One of the advantages of nuclear worker studies is that, in contrast to the atomic-bomb survivors, most workers were monitored for exposure to external sources of radiation, such that individual dose records are available for epidemiological studies. However, doses were measured for the purposes of radiological protection and the direct use of these records is not necessarily appropriate for epidemiology. By way of illustration, “missed” photon doses occurred when early dosimeters had fairly high limits of detection (LoD), were changed frequently, and doses below the LoD were recorded as zero; thus, non-trivial doses could be hidden by the monitoring and recording practices at the time. In the series of NRRW studies, certain adjustments have been made to the recorded doses to provide better estimates of the doses actually received by the workers; however, these adjustments are especially difficult for doses recorded in the crucial early years of the nuclear industry.

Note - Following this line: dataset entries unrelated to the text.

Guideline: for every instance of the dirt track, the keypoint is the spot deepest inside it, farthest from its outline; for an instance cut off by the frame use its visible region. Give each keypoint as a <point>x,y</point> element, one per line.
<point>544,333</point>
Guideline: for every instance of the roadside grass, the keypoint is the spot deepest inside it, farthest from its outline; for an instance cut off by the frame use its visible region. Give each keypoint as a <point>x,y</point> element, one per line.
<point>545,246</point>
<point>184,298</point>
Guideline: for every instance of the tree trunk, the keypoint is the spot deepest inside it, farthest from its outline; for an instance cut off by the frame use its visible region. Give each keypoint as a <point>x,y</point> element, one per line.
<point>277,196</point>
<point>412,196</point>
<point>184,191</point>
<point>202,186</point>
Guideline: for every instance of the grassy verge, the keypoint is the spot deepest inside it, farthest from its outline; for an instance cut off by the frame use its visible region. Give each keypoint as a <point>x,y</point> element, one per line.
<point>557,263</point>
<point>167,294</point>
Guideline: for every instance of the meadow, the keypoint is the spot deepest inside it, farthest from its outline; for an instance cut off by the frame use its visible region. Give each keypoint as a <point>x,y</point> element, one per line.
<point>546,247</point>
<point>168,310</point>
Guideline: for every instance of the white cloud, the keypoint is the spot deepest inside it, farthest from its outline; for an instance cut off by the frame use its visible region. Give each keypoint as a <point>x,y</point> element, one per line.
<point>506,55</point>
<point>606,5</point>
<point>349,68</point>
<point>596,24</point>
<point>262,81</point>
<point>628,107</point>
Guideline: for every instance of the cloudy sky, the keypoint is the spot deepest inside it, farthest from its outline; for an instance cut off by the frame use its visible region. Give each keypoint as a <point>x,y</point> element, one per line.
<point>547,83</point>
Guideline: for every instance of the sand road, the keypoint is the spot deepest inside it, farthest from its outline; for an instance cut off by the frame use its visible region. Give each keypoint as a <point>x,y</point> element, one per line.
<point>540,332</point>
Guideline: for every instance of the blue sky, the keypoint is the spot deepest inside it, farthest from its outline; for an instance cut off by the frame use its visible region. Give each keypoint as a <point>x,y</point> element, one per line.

There are other dosimetry issues to be considered, such as doses from unmonitored exposures to neutrons and from intakes of radioactive materials such as plutonium. Figure 1 indicates the potential for the underestimation of external penetrating radiation doses, in the early years of operations at two US nuclear installations with workers included in INWORKS. Undoubtedly, the claimant-favourable assumptions made by Merwin et al.,8 when reconstructing doses for the purposes of worker compensation, led to unrecorded doses being overestimated; possibly substantially so. Nonetheless, the differences between recorded and reconstructed doses shown in Fig. 1 illustrate the importance of properly accounting for dosimetry uncertainties, particularly in the early years (and it will be noted that recorded and reconstructed doses are similar in later years). Failure to appropriately adjust occupational doses for measurement and recording deficiencies may lead to biased risk estimates, as investigated in the UK by Inskip et al.9 and in the USA by Frome et al.,10 the latter study suggesting that failure to adjust for missed photon doses would lead to inflated risk estimates. INWORKS currently only includes doses received from external sources of photons, with some dose adjustments to account for certain factors (such as shielding of deep tissues by the body); doses received from neutrons and internally deposited radionuclides were excluded. It is feasible that these excluded doses and unrecorded doses may be positively correlated with the photon doses used in the INWORKS analyses. Standards of occupational hygiene in the early years of the nuclear industry may not only have led to higher recorded photon doses during this period, but also to higher neutron doses and intakes of radioactive materials, as well as providing the greatest potential for missed doses. Such a positive correlation would lead to an overestimation of the slope (risk per unit dose) of the dose-response for the photon doses presently used in INWORKS, and this must be borne in mind when assessing the INWORKS results.

Fig. 1
figure 1

Comparison of the distributions by calendar year of average annual individual whole-body doses received occupationally from penetrating (primarily photon) radiation from external sources, as recorded at the US nuclear installations at Hanford13 and Savannah River,14 and as reconstructed8 for the purposes of compensating people who develop cancers that could be attributable to prior occupational exposure to radiation at these installations

There is no doubt that epidemiological studies of radiation workers will increase our understanding of the health effects of protracted exposure to low-level radiation, and the continuing follow-up of early workers will particularly increase the precision of risk estimates. Efforts in the USA to study large numbers of workers exposed to low levels of radiation could add substantially to the available evidence,11 especially when contributing to international collaborations. Nonetheless, as ever, caution is required in the interpretation of epidemiological studies, and the puzzling patterns of dose-related cancer risks found in the study of an important subset of workers within the NRRW are a reminder of this.12 Radiation worker studies have great potential, but insight into the complexities hidden within the data is essential if appropriate adjustments are to be made and findings are to be properly interpreted.